I can deal with this point very shortly. There is no dispute as to the law. The principles applicable where a party seeks to raise a new point on appeal were summarised by Haddon-Cave LJ in Singh v Dass [2019] EWCA Civ 360 at [15]-[18]. These include the principle that an appellate court will not generally permit a new point to be raised on appeal if the point either requires new evidence or the evidence at trial would have been different had it been run below. This is very well settled law, which dates back at least to The Tasmania(1890) 15 App Cas 223.
In the present case Michael Green J correctly refused to allow the amendment to Ground 4(3) precisely because if the proposed amended ground had been an issue at trial, the evidence at trial might have been different: see his judgment at [43] (cited in paragraph 30 above).

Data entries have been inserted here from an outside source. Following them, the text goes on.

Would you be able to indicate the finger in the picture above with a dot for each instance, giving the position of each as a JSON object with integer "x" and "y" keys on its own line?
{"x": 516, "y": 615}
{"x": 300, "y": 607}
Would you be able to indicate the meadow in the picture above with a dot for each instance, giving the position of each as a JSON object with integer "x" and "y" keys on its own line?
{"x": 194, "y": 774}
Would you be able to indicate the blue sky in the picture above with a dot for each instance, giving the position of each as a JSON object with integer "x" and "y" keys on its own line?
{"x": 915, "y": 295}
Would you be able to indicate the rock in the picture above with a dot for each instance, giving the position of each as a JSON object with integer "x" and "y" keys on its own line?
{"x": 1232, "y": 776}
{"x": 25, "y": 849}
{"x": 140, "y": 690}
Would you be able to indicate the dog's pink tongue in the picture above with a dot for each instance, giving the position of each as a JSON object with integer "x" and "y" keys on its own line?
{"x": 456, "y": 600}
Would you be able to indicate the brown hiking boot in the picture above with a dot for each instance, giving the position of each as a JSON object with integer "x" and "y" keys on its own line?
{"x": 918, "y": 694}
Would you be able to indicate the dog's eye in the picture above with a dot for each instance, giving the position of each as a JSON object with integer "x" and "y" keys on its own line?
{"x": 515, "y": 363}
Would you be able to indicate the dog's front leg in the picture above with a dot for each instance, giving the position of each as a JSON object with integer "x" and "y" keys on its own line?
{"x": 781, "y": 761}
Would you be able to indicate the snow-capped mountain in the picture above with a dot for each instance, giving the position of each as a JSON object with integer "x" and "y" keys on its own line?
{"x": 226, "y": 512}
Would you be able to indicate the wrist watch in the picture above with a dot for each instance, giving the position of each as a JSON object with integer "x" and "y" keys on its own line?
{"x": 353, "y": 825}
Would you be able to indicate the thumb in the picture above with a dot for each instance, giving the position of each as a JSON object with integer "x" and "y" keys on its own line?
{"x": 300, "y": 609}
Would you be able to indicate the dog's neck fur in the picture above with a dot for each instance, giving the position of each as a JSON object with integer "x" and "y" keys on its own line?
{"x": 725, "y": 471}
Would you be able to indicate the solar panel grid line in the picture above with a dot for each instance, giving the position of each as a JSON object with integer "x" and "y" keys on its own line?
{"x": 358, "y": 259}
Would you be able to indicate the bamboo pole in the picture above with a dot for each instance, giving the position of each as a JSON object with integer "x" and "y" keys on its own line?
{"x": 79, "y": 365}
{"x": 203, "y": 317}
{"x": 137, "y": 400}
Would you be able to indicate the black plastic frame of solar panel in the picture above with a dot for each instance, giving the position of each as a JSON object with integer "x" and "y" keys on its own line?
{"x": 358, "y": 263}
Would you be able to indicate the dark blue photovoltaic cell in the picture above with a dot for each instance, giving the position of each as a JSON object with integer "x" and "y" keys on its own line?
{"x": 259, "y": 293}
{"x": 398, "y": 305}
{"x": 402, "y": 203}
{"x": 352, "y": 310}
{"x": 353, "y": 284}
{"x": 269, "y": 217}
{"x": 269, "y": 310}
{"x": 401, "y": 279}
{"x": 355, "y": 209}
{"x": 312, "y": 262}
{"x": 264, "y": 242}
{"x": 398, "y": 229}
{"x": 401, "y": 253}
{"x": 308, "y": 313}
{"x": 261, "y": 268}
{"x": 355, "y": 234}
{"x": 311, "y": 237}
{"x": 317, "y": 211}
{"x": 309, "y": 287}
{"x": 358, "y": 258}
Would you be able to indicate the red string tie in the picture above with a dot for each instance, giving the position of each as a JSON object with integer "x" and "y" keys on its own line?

But he went on to say that the Amirtharajas were still entitled to run the paper title argument in the unamended Ground 4(3), namely that HHJ Holmes had failed to consider whether the James brothers could themselves have either had paper title to the passageway or been in adverse possession of it. So far as concerned a paper title this was a new point, for reasons already given; and, for exactly the same reasons as Michael Green J gave, it was one that if taken at trial might have led to different evidence being adduced, either by other witnesses being called, or further documents being produced, or indeed, as Mr Howard submitted, by other questions being asked of those witnesses who were called. In the words of Lord Herschell in The Tasmania at 225, the High Court could not possibly be “satisfied beyond doubt … that it has before it all the facts bearing upon the new contention, as completely as would have been the case if the controversy had arisen at the trial.”
It was not disputed by Ms Stevens-Hoare that the objection that a ground of appeal raises a new point is a substantive objection that can be taken at the hearing of the appeal notwithstanding that permission to appeal has already been granted: the grant of permission to appeal is not itself permission to the appellant to run a new point. This must be so, not least because an application for permission to appeal in the High Court often proceeds without any prior opportunity for the respondent to raise such an objection.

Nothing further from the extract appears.